/papaline

Clojure concurrent pipleline on core.async

Primary LanguageClojureEclipse Public License 1.0EPL-1.0

papaline

Clojure concurrent pipeline on core.async.

Build Status

What is a pipeline ?

A pipeline is a series of stages connected by channels, where each stage is a group of goroutines go blocks running the same function. In each stage, the goroutines go blocks

  • receive values from upstream via inbound channels
  • perform some function on that data, usually producing new values
  • send values downstream via outbound channels

Each stage has any number of inbound and outbound channels, except the first and last stages, which have only outbound or inbound channels, respectively. The first stage is sometimes called the source or producer; the last stage, the sink or consumer.

(source)

Usage

Like clojure.core/comp, with concurrent magic.

Bootstrap

Leiningen

latest version on clojars

Clojure

(require '[papaline.core :refer :all])

Pipeline functions

A stage is a simple clojure function wrapped with the stage function.

A pipeline is an ordered sequence of stages.

(defn save-msg [user-id msg]
  ;; write the msg to mysql and get the msg id
  [user-id msg-id])

(defn query-followers [id msg-id]
  ;; ask mysql for some ids
  [follower-ids msg]
)

(defn fan-out-to-redis [follower-ids msg]
  ;; spread msg to redis lists
)

(def save-status
  (pipeline (map stage [save-msg query-followers fan-out-to-redis])))

You can also give stage a name by named-stage. The name will be available from error-handler so you can log which stage is having issue.

;; you can also make a macro for this
(named-stage "fan-out-to-redis" fan-out-to-redis)

Run the pipeline

(run-pipeline save-status
  "userid"
  "Putin orders to approve draft bill on integration of #Crimea into
Russia http://on.rt.com/xhz2zu")

Run pipeline and wait for the results

(println (run-pipeline-wait save-status
  "userid"
  "Putin orders to approve draft bill on integration of #Crimea into
  Russia http://on.rt.com/xhz2zu"))

And wait with a timeout

(println (run-pipeline-timeout save-status
  5000 ;; timeout in msecs
  nil ;; return value on timeout
  ;; arguments
  "userid"
  "Putin orders to approve draft bill on integration of #Crimea into
  Russia http://on.rt.com/xhz2zu"))

Stop a pipeline: the entire pipeline will be stopped and no more input will be processed.

(cancel-pipeline save-status)

Special return types in stage functions

(abort)

You can abort task execution at any stage of pipeline. Just return in your stage function.

(defn my-stage []
  (if ...
    ...
    (abort)))

You can also add some return value for run-pipeline-wait and run-pipeline-timeout with (abort):

;; returns 123 as pipeline result
(abort 123)

(fork) and (join)

New in 0.3, you can use (fork) to split tasks, to execute them in parallel in the next stage.

(join)ed results will wait for all forked tasks to finish, then pass them as a whole result to next stage.

Note that if you do not join the results, then the first sub-task result in forked staged will be returned value for run-pipeline-wait and run-pipeline-timeout

(defn find-followers []
  ...
  (fork (map #(vector % msg-id) followers)))

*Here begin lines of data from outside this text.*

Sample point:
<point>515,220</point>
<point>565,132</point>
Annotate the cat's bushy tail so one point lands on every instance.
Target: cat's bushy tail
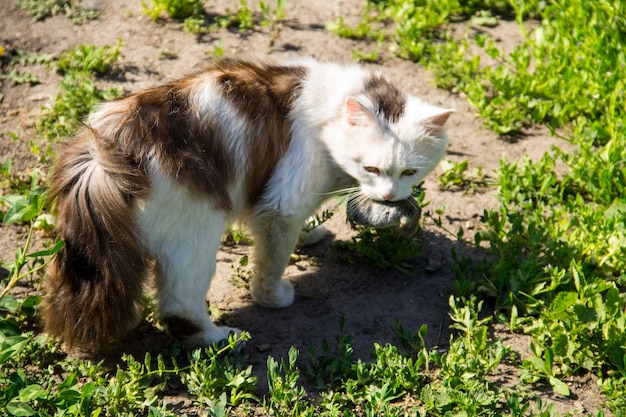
<point>94,283</point>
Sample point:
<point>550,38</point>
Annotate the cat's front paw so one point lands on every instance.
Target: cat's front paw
<point>272,293</point>
<point>208,337</point>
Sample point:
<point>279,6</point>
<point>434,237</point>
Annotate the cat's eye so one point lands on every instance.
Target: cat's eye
<point>372,170</point>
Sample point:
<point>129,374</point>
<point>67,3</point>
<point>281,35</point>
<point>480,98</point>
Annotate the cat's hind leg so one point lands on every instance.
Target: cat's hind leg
<point>183,234</point>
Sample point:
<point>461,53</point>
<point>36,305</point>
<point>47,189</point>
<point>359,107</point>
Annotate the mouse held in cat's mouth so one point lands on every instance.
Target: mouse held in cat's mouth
<point>368,212</point>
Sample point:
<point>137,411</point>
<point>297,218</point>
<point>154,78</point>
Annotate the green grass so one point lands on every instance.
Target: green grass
<point>555,247</point>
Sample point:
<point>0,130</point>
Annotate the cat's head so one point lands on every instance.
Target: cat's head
<point>389,143</point>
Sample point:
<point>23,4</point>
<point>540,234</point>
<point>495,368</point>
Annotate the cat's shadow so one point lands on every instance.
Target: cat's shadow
<point>332,300</point>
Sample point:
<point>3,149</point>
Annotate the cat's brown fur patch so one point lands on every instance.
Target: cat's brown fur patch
<point>389,101</point>
<point>263,95</point>
<point>102,260</point>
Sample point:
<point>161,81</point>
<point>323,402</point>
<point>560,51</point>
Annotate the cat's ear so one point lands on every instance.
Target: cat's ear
<point>358,112</point>
<point>434,123</point>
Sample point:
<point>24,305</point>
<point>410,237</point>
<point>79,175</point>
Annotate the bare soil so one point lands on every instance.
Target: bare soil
<point>326,289</point>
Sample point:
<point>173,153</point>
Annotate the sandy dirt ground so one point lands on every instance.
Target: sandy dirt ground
<point>327,289</point>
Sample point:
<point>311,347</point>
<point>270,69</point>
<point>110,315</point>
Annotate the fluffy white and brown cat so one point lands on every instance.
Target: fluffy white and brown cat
<point>149,184</point>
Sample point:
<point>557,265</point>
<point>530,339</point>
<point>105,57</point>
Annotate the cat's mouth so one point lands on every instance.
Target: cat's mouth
<point>382,214</point>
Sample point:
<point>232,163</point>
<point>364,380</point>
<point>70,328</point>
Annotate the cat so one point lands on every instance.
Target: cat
<point>149,183</point>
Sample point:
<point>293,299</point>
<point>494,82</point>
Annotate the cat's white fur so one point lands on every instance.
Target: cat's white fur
<point>338,138</point>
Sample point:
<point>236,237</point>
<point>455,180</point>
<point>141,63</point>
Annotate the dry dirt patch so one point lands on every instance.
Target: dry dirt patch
<point>326,289</point>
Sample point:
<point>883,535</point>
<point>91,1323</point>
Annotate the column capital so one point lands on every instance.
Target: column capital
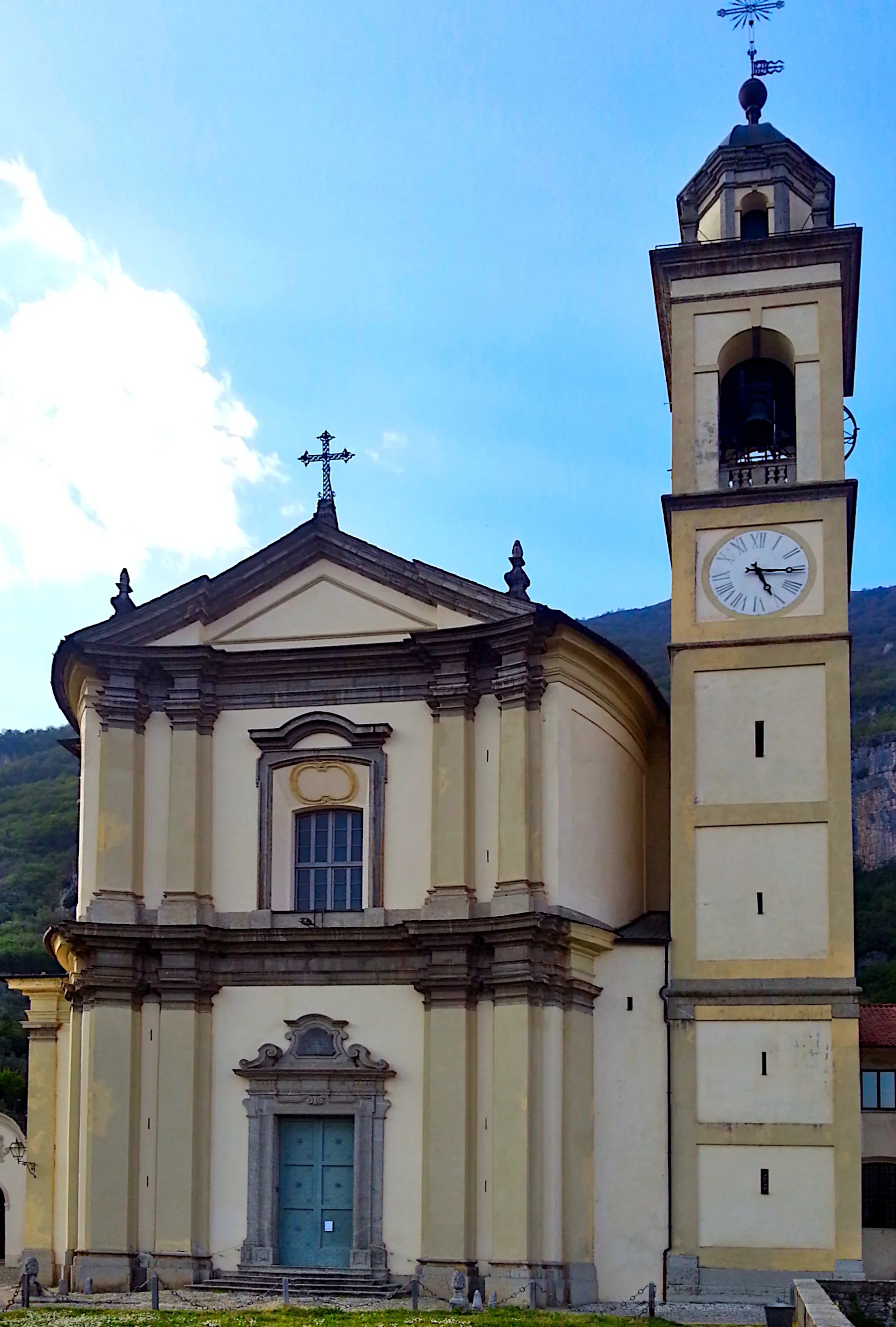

(defn fanout-to-redis [user-id msg-id]
  ...
  (join true))

Dealing with Except!ons

It is possible to define an error handler for each pipeline. An error handler is a simple function takes the Exception and current input as arguments.

(pipeline
  (map stage [save-msg query-followers fan-out-to-redis])
  :error-handler (fn [e]
    ;; logging...
    (logging/warn e "error" (ex-data e)))

If you are using named-stage to define the stage, the name will be available as :stage in ex-data.

For synchronous call like (run-pipeline-wait) and (run-pipeline-timeout), the exception will be thrown to caller thread too.

License

Copyright © 2014 Sun Ning sunng@about.me

Distributed under the Eclipse Public License either version 1.0 or any later version.